Method: https://2012.igem.org/Team:University_College_London/Protocols/Transformation1
Thursday 13.09.12
Aim:
Picking of colonies from the ligation transformation plates
Friday 14.09.12
Aim:
To check whether the 3A assembly ligation has been successful by purifying the overnight culture from the previous day, carrying out an analytical digest and analysing results on a gel.
Methods:
A mini-prep was carried out as per the following protocol:
https://2012.igem.org/Team:University_College_London/Protocols/Miniprep2
This was followed by a 10ul analytical digest as per the following:
https://2012.igem.org/Team:University_College_London/Protocols/EnzDig2
Finally, results of the figest were run on a gel as follows:
https://2012.igem.org/Team:University_College_London/Protocols/Electrophoresis
Results:
The following digram shows results of the analytical digest, with each purified DNA being cut once and twice in order to confirm identity:
BioBricks | BioBrick Size (bp) | Ligation size (bp) | Plasmid Backbone | Plasmid Expected Size (bp) | Combined Size |
---|---|---|---|---|---|
BBa_K729001 & BBA_J23100 | 933 & 35 | 968 | pSB1C3 | 2070 | 3038 |
BBa_K729001 & BBa_J23119 & BBa_B0034 | 933 & 35 & 12 | 980 | pSB1C3 | 2070 | 3050 |
BBa_K729002 & BBa_J23119 & BBa_B0034 | 484 & 35 & 12 | 531 | pSB1C3 | 2070 | 2601 |
Conclusion:
The bands on the gel indicate are not as expected. Hence, it is concluded that the ligation was unsuccessful.
Tuesday 11.09.12
Step 1 - Aim:
To generate enough plasmid backbone (pSB1C3) to be used in a 3A ligation. This is followed by a PCR clean-up.
Methods:
https://2012.igem.org/Team:University_College_London/LabBook/Protocols/PCR#Transformation_Protocol_2
Step 2 - Aim:
To check whether PCR is successful. After the PCR reaction, we can detect the presence of the correct products by running a 1% gel electrophoresis.
Methods:
https://2012.igem.org/Team:University_College_London/Protocols/Electrophoresis
Results:
The following gel results indicate whether PCR was successful.
Conclusion:
Since band sizes were as expected, the PCR was considered to be successful. Hence, the backbone was purified and used in the 3A ligation.
Thursday 13.09.12
Aim:
To generate enough linker (BBa_J23119 + BBa_B0034) to be used in a 3A ligation. This is followed by a PCR clean-up.

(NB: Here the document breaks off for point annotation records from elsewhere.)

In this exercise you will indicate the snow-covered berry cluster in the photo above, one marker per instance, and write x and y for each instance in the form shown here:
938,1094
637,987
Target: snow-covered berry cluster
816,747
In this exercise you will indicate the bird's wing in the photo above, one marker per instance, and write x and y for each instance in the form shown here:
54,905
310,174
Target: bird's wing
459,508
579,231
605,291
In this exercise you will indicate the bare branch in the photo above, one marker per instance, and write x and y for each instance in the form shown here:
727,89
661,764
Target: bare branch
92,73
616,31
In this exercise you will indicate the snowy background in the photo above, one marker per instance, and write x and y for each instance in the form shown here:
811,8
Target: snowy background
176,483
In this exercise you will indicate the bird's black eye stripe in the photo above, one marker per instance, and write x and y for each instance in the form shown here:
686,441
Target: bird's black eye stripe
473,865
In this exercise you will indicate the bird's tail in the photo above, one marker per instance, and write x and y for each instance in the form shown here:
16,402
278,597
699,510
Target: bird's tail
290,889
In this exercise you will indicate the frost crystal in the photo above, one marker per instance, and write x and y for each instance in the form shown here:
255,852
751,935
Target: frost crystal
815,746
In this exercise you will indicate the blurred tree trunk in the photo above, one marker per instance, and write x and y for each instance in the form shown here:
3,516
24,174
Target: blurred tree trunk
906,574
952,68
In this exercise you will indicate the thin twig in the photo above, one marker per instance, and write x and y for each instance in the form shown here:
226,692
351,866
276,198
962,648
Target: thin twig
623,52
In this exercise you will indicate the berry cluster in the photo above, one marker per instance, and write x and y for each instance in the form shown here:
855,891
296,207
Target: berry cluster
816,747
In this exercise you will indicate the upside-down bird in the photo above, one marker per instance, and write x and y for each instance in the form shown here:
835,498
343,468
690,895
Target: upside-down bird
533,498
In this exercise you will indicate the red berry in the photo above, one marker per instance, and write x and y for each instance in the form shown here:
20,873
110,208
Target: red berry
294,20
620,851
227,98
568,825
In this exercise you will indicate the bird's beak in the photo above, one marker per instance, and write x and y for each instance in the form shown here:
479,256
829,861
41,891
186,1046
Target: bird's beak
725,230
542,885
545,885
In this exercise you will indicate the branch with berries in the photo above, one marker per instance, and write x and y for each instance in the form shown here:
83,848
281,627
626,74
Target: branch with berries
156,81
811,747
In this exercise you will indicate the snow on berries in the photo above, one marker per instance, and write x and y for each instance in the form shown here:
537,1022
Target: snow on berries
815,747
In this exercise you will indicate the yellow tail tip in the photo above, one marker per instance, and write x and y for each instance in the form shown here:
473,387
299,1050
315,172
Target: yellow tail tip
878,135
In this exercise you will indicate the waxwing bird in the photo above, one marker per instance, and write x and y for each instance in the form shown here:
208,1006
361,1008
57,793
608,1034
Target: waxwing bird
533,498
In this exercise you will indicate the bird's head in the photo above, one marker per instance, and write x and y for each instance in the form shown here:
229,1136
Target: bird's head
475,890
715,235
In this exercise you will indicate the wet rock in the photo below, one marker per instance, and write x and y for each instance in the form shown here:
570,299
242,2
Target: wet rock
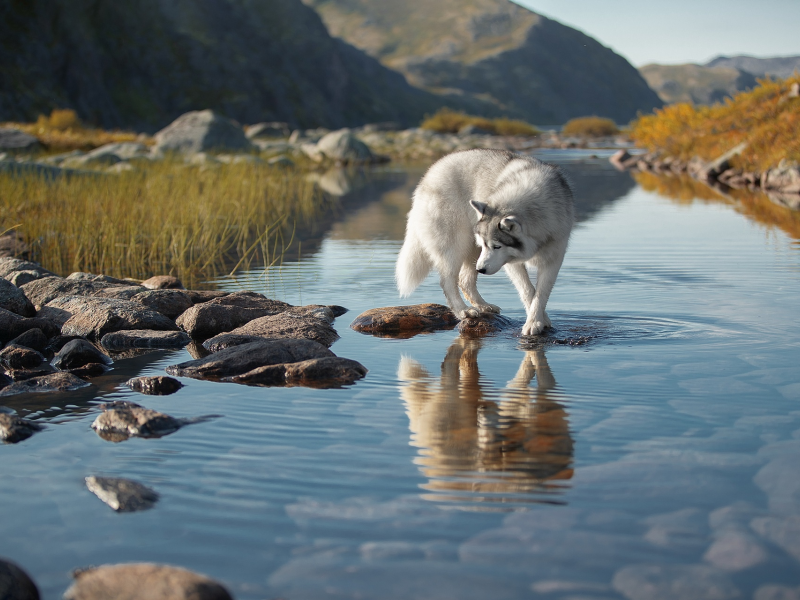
14,299
202,131
78,353
20,357
405,321
15,584
163,282
33,338
227,313
121,420
143,581
92,318
123,495
143,338
15,429
667,582
326,372
246,357
170,303
154,386
281,326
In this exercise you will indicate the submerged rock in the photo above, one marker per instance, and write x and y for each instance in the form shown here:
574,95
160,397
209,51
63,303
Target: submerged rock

Methods: https://2012.igem.org/Team:University_College_London/LabBook/Protocols/PCR#Transformation_Protocol_2
Step 2 - Aim:
To check whether PCR is successful. After the PCR reaction, we can detect the presence of the correct products by running a 1% gel electrophoresis.
Methods:
https://2012.igem.org/Team:University_College_London/Protocols/Electrophoresis
Results:
The following gel results indicate whether PCR was successful.
Conclusion:
Since we obtained the expected bands in the gel, the PCR was considered successful and the purified DNA used in the 3A ligation.
Friday 14.09.13
Aim: To characterise nuclease activity BL21 cells
Method:
To add protocol
Results:
The following table shows readings of the diameters and OD at different time points:
Date | Time | Colony diameter/mm | Halo diameter/mm | Absorbance at 600 OD |
---|---|---|---|---|
Friday | 12.30 | 0 | 0 | 0 |
Friday | 16.30 | 0 | 0 | 0 |
Friday | 19.30 | 0 | 0 | 0 |
Friday | 22.30 | 0 | 0 | 0 |
Saturday | 01.30 | 0.5 | 1.5 | 0.068 |
Saturday | 04.30 | 1 | 2 | 0.098 |
Saturday | 07.30 | 1.5 | 3 | 0.159 |
Saturday | 10.30 | 1.5 | 3.5 | 0.192 |
Saturday | 12.30pm | 2 | 4 | 0.203 |
Saturday | 14.30 | 2 | 4 | 0.209 |
Saturday | 16.30 | 2.5 | 5 | 0.215 |
The average depth of the colonies was noted to be 0.5 - 1mm
Conclusion:
It can be seen that nuclease works as expected in BL21 cells. However, nuclease activity is less efficient when compared to nuclease activity in WNu cells. This is in line with expectations, since nuclease is found naturally in WNu cells but not in BL21 cells.